Accommodating audio modality in CLIP for multimodal processing

Published in Proceedings of the Thirty-Seventh AAAI Conference on Artificial Intelligence, 2023

Recommended citation: L Ruan, A Hu, Y Song, L Zhang, S Zheng, Q Jin. "Accommodating audio modality in CLIP for multimodal processing." 2023 Proceedings of the Thirty-Seventh AAAI Conference on Artificial Intelligence. 7 - 14. https://ojs.aaai.org/index.php/AAAI/article/view/26153/25925

Multimodal processing has attracted much attention lately especially with the success of pre-training. However, the exploration has mainly focused on vision-language pre-training, as introducing more modalities can greatly complicate model design and optimization.
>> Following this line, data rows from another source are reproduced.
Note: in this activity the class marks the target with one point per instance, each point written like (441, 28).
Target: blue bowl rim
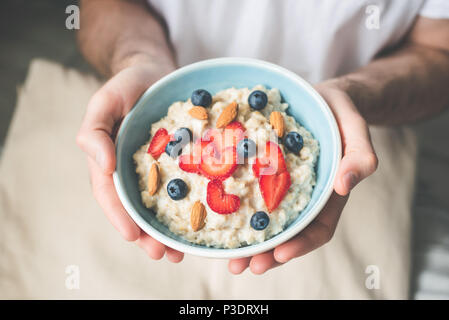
(211, 252)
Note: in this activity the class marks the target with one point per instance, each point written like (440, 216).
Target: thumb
(359, 158)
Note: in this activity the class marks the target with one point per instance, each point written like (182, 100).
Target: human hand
(105, 111)
(358, 162)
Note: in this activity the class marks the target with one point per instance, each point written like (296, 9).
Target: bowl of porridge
(227, 158)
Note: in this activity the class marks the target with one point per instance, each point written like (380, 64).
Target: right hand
(106, 109)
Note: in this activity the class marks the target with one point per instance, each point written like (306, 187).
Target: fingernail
(350, 180)
(100, 159)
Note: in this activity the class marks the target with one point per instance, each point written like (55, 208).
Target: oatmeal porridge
(229, 170)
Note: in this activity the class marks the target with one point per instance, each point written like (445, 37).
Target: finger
(173, 255)
(359, 159)
(103, 112)
(106, 109)
(262, 262)
(237, 266)
(104, 192)
(152, 247)
(319, 232)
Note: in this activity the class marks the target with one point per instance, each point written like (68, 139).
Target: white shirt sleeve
(435, 9)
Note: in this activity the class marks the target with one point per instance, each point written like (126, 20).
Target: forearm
(117, 33)
(404, 86)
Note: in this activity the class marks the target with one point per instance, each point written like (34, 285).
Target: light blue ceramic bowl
(306, 106)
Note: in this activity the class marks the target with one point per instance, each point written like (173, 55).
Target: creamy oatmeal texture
(229, 230)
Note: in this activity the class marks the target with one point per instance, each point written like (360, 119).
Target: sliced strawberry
(273, 161)
(187, 163)
(219, 201)
(158, 143)
(214, 136)
(273, 188)
(219, 167)
(229, 137)
(233, 133)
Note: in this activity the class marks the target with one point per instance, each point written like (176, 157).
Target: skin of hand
(105, 110)
(132, 74)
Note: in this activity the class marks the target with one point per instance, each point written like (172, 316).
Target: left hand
(358, 162)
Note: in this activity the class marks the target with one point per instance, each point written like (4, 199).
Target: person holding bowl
(384, 64)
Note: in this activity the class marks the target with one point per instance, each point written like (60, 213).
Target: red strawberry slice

In this paper, we extend the stateof-the-art Vision-Language model CLIP to accommodate the audio modality for Vision-Language-Audio multimodal processing. Specifically, we apply inter-modal and intra-modal contrastive learning to explore the correlation between audio and other modalities in addition to the inner characteristics of the audio modality. Moreover, we further design an audio type token to dynamically learn different audio information type for different scenarios, as both verbal and nonverbal heterogeneous information is conveyed in general audios. Our proposed CLIP4VLA model is validated in different downstream tasks including video retrieval and video captioning, and achieves the state-of-the-art performance on the benchmark datasets of MSR-VTT, VATEX, and Audiocaps.

替代文本
Figure 1: An overview of our CLIP4VLA model, which consists of three backbones: Text Encoder, Vision Encoder, and Audio Encoder. After encoding a batch of text features, vision features and audio features, we pre-train the model with four kinds of contrastive learning objectives for text-audio, video-audio, augmented audio-original audio respectively. The black squares are not included in the calculation.